Lo affermano Federico Amico (presidente della commissione regionale Parità e diritti delle persone), Nicola Tria (assessore comunale a Legalità e coesione sociale) e Marcello Marighelli (garante delle persone private della libertà personale per la Regione Emilia-Romagna) in una nota congiunta. A preoccuparli è la situazione nel carcere di Reggio, dove si contano ancora più di cento detenuti positivi, di cui cinque ricoverati in ospedale.
"Uno scenario complesso a causa del sovraffollamento e dell'isolamento legato all'epidemia, che mina la dignità delle persone recluse e può diventare esplosivo", dicono i tre.
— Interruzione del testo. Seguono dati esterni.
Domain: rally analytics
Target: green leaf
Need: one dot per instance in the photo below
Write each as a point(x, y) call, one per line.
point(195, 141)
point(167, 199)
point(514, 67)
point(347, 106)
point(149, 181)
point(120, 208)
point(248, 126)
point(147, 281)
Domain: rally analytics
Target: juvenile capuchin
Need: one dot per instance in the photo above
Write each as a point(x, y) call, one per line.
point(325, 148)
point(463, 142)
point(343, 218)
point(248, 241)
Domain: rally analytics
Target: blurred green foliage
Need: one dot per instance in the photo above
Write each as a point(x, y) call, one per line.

Ecco perché, sostengono, è necessario intensificare il presidio delle istituzioni: "In questo contesto - spiegano - appare evidente la necessità di pensare all'istituzione di una autorità indipendente a tutela di chi è detenuto, che garantisca la corretta esecuzione della custodia secondo le norme nazionali e internazionali".
Il garante, per come è definito dall'ordinamento nazionale, esercita il potere di visita senza autorizzazione nelle carceri, può effettuare colloqui con i detenuti e ricevere da loro corrispondenza privata. "Un agevolatore di relazioni e di progetti - concludono - e un'opportunità per l'intera provincia, che entrerebbe così a far parte di una rete nazionale e internazionale a tutela della dignità, salute e incolumità delle persone detenute".